Gospel Road is basically the story of Christ’s life. Cash narrates the entire film which gives it more of the flavor of an educational effort. At times it feels like watching an A&E biography. When Cash isn’t speaking he’s singing. It is in the music that this film separates itself from the many Christian biopics out there. Unfortunately there really aren’t many complete songs. Instead he uses musical phrases to reinforce more powerful messages. The bad news is that the cast has a very difficult job. There is no real dialogue from the actors. The only notable exception is June Carter Cash, who plays Mary Magdalene. She has the only real speaking part in the film. While she does a good job I’m not sure it fits the message Cash was trying to convey. It seems strange that that role would be stronger than even Christ himself. The action takes place not on sets but rather out in the wilds of Israel. The style recalls the technique also used to great effect in Jesus Christ Superstar, coincidentally another musical depiction of The Passion..
The Gospel Road is presented in its original aspect ratio of 1.85:1. You can see right from the opening shot the print is saturated with grain. While at times it is adequate often the grain is so bad it kills any detail the wonderful locations provided. Color is washed and black levels are extremely week. The transfer contains numerous print flaws. It doesn’t appear that any care at all was made while selecting a print or cleaning it up. A very disappointing transfer.
Audio is marginally better than the video here. A Dolby Digital 2.0 track gives us faithful representation of Cash’s narration. The music is also fair but often includes a mild tape hiss that can be taken out some with careful equalization modification. With music being such a huge part of this production a cleaner fuller sound was certainly justified. There is great potential in this soundtrack if Fox had taken the time to clean it up.

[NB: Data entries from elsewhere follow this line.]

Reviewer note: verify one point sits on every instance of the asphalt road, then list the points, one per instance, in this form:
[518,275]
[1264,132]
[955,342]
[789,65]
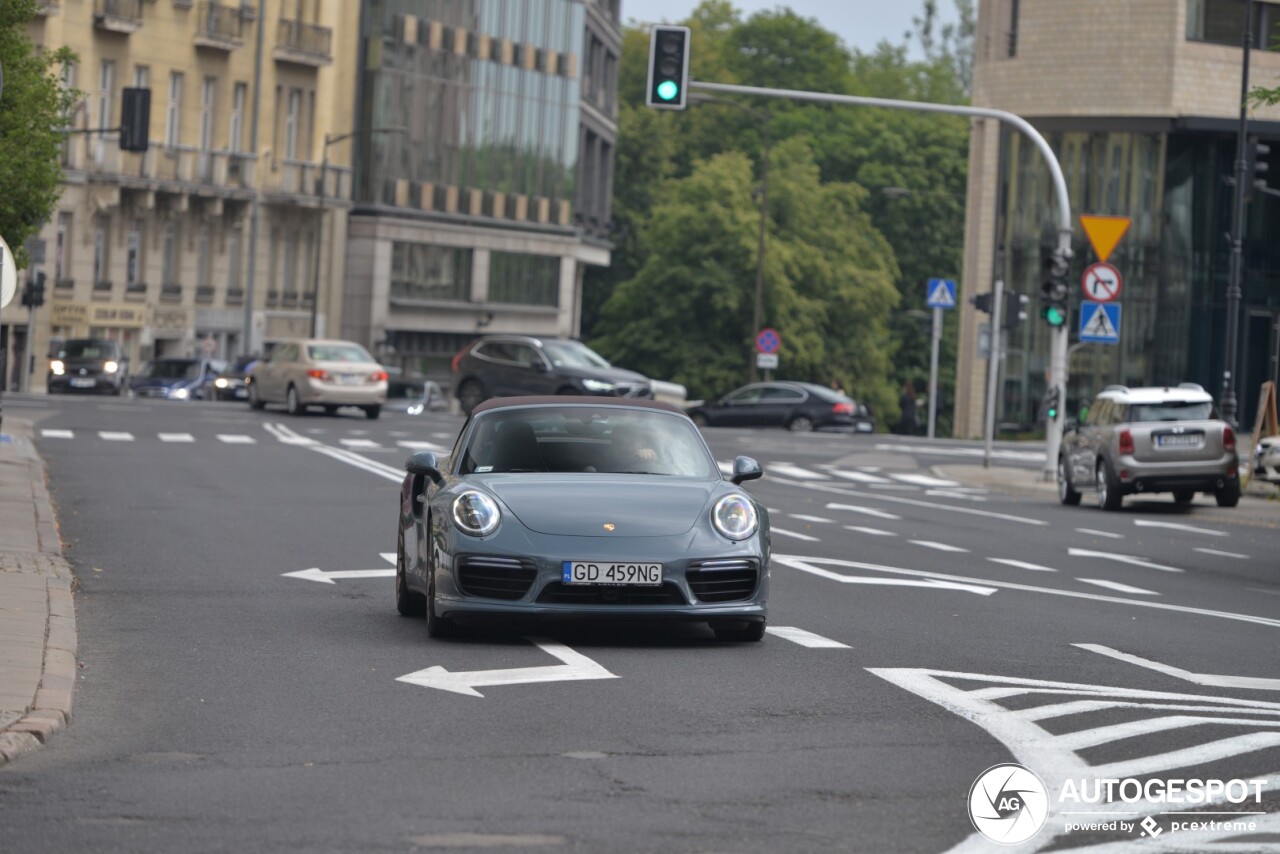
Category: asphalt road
[922,630]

There are 2 short audio radio spots for the film. One is 60 seconds the other 30. Cash quickly explains why he made the film.
It is far too obvious that this film was only released to coincide with the DVD release of Walk The Line. While that in itself is fine, no care whatsoever was put into making this a quality DVD in its own right. Fans, while happy to have the film, are ultimately going to be disappointed in the presentation. A disservice to this “Act of kindness, of love, and of charity”.